Дора взглянула в окно.
— Ты сказал, больше половины?
— И процентная доля наших потомков все увеличивается. Наши отпрыски размножаются, словно кошки, и их дети тоже.
— Лазарус, мы поселились здесь много-много лет назад, в незапамятные времена. Я не хочу покидать нашу долину, не хочу никуда ехать, не хочу бросать наших детей. И зачем мне возвращаться домой в облике юной девицы? Чтобы увидеть, как родятся наши прапраправнуки? Ты прав: я заслужила свою седину и буду носить ее!
— Да, на этой девушке я и женился! Это моя верная Дора! — Лазарус поднял руку, сжал ее грудь и прикоснулся к соску. Она вздрогнула, а потом расслабилась. — Я знал, что ты так ответишь, но все же решил спросить. Дорогая моя, годы не властны над тобой. Ты всегда такая разная. Там, где другие женщины насыщают, ты возбуждаешь голод.
Дора улыбнулась.
— Я не Клеопатра, Вудро.
— Это ты так полагаешь, девушка. Но мне виднее. Длинноногая Лил, я встречал тысячи и тысячи женщин — гораздо больше, чем ты, — и скажу, что по сравнению с тобой Клеопатра просто домохозяйка.

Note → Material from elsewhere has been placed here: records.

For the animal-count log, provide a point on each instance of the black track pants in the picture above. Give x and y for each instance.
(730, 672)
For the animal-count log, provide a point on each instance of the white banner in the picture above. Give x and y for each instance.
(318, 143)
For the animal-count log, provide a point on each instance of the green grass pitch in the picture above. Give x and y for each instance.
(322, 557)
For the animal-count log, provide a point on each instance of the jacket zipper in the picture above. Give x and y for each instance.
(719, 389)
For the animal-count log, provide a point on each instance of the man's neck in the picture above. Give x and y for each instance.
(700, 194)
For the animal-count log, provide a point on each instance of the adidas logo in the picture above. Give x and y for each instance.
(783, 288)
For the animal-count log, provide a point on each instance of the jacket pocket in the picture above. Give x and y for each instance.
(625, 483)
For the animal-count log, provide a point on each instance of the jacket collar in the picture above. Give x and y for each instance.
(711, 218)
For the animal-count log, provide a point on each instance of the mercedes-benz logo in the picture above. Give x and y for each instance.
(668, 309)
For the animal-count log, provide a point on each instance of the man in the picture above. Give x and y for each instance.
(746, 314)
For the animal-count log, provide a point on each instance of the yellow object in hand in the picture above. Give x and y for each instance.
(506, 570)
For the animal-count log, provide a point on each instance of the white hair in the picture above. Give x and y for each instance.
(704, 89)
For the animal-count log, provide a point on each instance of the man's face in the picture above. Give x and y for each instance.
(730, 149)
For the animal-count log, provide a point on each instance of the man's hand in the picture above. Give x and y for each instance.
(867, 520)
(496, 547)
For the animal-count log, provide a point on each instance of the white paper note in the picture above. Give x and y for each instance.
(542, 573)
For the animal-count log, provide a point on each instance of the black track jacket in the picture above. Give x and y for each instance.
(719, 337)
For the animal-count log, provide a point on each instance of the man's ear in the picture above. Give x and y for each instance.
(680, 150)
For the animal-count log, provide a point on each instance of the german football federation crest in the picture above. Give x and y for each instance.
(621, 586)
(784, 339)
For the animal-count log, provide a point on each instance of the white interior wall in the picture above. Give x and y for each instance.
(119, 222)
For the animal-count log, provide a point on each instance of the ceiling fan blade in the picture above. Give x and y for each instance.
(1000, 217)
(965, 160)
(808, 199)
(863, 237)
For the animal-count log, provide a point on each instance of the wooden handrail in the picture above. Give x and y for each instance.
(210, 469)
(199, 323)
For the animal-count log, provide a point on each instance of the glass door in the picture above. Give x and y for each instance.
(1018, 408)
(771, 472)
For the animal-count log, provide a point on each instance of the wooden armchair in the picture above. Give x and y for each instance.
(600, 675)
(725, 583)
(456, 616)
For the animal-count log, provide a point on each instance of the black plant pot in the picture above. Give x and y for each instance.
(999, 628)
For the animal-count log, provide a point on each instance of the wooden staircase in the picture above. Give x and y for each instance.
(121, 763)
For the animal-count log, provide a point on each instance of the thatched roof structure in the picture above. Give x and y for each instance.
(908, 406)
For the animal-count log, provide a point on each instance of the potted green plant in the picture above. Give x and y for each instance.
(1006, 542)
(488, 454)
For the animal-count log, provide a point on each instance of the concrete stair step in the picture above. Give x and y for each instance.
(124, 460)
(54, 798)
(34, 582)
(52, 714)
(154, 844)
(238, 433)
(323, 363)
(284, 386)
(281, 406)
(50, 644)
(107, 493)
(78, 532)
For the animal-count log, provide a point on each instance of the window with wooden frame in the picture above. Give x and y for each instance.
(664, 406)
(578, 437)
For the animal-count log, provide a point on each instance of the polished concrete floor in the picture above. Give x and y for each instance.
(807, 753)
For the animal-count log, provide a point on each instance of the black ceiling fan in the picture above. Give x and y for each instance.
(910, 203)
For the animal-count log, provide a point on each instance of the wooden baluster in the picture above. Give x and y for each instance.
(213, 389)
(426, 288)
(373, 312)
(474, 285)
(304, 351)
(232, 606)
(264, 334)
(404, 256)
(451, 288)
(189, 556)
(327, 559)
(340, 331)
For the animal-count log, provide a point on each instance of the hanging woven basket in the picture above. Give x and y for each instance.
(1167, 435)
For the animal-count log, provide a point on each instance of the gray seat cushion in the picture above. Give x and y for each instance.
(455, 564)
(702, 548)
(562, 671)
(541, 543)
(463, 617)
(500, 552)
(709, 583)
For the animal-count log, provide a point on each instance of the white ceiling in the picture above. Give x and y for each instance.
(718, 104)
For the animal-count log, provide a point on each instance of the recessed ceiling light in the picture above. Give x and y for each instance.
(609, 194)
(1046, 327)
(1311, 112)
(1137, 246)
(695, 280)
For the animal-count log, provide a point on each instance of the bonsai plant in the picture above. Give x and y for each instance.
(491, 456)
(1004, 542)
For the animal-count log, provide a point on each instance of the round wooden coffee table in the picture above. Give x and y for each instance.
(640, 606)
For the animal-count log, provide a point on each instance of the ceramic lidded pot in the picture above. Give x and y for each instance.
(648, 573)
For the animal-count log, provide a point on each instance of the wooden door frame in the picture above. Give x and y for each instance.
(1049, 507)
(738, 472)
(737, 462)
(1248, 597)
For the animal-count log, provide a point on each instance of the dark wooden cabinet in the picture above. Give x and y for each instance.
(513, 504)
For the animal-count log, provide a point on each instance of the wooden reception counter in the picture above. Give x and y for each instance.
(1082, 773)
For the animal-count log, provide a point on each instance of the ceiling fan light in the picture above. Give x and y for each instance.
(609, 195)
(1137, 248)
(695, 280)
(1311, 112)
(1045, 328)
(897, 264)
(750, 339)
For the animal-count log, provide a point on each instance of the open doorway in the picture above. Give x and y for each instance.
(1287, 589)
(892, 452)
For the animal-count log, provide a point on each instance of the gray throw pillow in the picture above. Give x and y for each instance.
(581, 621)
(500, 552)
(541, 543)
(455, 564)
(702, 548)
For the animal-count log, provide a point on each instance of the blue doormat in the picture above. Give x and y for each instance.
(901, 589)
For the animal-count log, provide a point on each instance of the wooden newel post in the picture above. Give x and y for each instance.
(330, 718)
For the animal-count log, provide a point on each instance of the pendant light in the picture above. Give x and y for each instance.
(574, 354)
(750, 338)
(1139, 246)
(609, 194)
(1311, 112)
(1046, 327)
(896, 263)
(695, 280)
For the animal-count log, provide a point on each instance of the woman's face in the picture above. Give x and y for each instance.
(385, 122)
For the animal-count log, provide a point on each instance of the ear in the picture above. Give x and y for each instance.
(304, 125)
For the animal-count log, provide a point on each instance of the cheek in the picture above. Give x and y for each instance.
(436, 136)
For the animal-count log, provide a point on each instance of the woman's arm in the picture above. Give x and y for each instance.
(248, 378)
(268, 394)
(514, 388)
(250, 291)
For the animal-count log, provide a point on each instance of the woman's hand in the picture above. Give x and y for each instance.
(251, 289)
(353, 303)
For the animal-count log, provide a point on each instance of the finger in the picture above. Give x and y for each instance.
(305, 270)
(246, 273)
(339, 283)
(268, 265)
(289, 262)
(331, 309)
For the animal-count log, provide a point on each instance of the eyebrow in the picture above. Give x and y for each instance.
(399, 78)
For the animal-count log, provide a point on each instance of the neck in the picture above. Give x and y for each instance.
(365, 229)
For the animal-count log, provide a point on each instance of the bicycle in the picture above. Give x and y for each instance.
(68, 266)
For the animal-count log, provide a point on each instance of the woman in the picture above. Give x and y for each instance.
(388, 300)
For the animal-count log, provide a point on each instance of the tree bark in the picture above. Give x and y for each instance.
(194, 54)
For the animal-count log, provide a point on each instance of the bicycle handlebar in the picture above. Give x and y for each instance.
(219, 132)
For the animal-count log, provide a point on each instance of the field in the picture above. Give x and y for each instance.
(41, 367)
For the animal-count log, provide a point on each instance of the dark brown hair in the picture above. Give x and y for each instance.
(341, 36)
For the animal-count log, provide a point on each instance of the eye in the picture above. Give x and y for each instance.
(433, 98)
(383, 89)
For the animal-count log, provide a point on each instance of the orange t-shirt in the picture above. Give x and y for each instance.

— Болтун, — прошептала она. — Не сомневаюсь только в одном: ты еще не встречал женщины, которая сумела бы тебе отказать.
— Это верно, но лишь потому, что я никогда не рисковал, опасаясь отказа, и дожидался, когда мне предложат. Всегда.
— Значит, дожидаешься приглашения? Хорошо, я приглашаю. А потом начну готовить обед.
— Не торопись. Лил. Сначала я брошу тебя на постель и задеру юбку. А потом проверю, нет ли с другого конца седых волос. А ежели найду, могу выщипать, чтобы ты не трудилась.
— Животное. Негодяй. Развратный старый козел. — Она восхищенно улыбнулась. — Полагаю, мы больше не будем выщипывать седые волосы?
— Мы говорили о волосах на твоей голове, прабабушка. Но с другого конца ты молода, как прежде, поэтому мы очень тщательно повыдергаем все сединки из этих дивных каштановых кудрей.
— Милый старый козел. Давай, если сумеешь найти. Но здесь я слежу за сединой еще внимательнее, чем за сединой на голове. Дай-ка я разденусь.
— Подожди-ка. Вот это длинноногая Лил, самая горячая девка во всей Счастливой долине, всегда у нее спешка! Раздевайся, если хочешь, а я пойду найду Нортона и прикажу ему оседлать Женишка. Пусть напросится на ужин к сестрам Марджи и Лайл. А потом я вернусь, чтобы выщипать незадачливые седины. Боюсь, что с ужином мы опоздаем.
— Если тебя это не волнует, то и меня тоже, любимый.
— Вот это моя Лил! Дорогая, в долине не найдется мужчины старше четырнадцати лет, который не хотел бы сграбастать тебя и попытаться подыскать другую долину, при малейшем намеке с твоей стороны. Твои собственные сыновья и зятья — не исключение.
— Да ну тебя! Опять болтаешь.
— А хочешь пари? Пожалуй, не будем все-таки тратить время на выщипывание седых волос с обоих концов. Пойду распоряжусь, чтобы наш младший сын исчез на всю ночь, а когда вернусь, на тебе должны быть только рубины и улыбка. Поскольку ужина не будет, мы закусим чем-нибудь холодным, возьмем одеяло, залезем на крышу и будем наслаждаться… зрелищем заката.